The paper said that the failure of certain investment firms, CCPs and financial market infrastructures - the networks that connect market participants to each other - could be just as disruptive as the failure of large banks. It cited the collapse of investment firm Lehman Brothers in September 2008 and its disruptive effect on financial markets as evidence of this. The case for insurance companies was, it said, "less clear cut", although in some cases inter-linkages with other financial institutions could pose a threat.
For each category, it said, it was likely that "only some, if any" of each type of firm would actually be systemic and that it was possible that other types of non-bank which fell outside of the categories, such as hedge funds or other finance companies, should also be considered.
The paper does not set out criteria for deciding which institutions will be categorised as "systemic". For each type the Government intends to consider the most appropriate type of policy response, which could mean the extension or strengthening of an existing administration or 'run off' process rather than the introduction of a new regime.

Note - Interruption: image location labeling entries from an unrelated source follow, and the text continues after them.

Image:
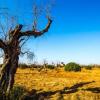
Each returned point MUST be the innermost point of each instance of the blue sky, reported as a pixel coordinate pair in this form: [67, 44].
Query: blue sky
[74, 34]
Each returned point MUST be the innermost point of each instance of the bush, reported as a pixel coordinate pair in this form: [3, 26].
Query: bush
[72, 67]
[23, 66]
[17, 92]
[50, 66]
[88, 67]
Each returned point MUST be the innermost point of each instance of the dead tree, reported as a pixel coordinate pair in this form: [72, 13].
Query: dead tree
[12, 50]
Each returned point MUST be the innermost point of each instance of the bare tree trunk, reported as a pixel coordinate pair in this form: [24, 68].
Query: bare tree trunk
[8, 70]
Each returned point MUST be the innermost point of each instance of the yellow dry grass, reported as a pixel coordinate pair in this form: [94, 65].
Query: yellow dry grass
[84, 85]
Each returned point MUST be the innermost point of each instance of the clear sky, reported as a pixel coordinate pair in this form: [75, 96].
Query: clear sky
[74, 34]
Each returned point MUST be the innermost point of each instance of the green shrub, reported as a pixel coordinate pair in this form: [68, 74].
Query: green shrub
[88, 67]
[50, 66]
[17, 92]
[23, 66]
[72, 67]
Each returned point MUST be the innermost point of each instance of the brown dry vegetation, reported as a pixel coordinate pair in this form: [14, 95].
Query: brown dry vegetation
[57, 84]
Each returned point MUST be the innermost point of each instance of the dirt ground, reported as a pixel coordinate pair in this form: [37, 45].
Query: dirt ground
[57, 84]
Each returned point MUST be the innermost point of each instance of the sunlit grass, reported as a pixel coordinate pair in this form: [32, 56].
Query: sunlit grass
[58, 79]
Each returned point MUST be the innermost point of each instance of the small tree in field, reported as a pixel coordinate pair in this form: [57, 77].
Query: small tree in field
[12, 49]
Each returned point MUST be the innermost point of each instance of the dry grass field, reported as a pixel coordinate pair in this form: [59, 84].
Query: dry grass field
[58, 84]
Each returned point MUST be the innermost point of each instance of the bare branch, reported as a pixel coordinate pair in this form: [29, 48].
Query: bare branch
[2, 44]
[35, 33]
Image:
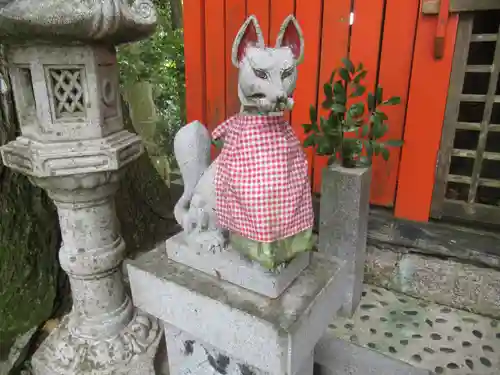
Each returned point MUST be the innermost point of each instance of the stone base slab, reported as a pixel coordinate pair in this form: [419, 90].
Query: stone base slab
[275, 336]
[132, 352]
[335, 356]
[229, 265]
[190, 356]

In the insurance sector struggling firms will usually enter a 'run off' period, during which they stop underwriting new business, before being closed completely.
The Government can already wind up banks using the Special Resolution Regime (SRR), established by the Banking Act in 2009. The SRR gives the Bank of England, Treasury and regulators the power to transfer a bank into temporary public ownership, prepare it for sale or put the bank or part of it into administration or insolvency. A Special Administration Regime (SAR) for investment firms was introduced in February 2011, and used to wind down the failed MF Global Limited the following October.
The European Commission has proposed an EU-wide approach to deal with struggling banks and investment funds in the form of a draft Resolution and Recovery Directive (171-page / 525KB PDF) (RRD). The draft RRD will require both banks and investment funds to draw up 'recovery plans' setting out the measures they will take to restore viability should their financial situation deteriorate, while national regulators will prepare 'resolution plans' to enabling them to deal with firms that are no longer viable. Although the Government said that it supported these discussions, it added that the timetable for the implementation of any measures was "highly uncertain".
"Given the risk to stability presented by the failure of a systemic firm, the Government intends to prepare to legislate domestically on a more accelerated timetable, to provide a resolution regime for systemic investment firms," the paper said.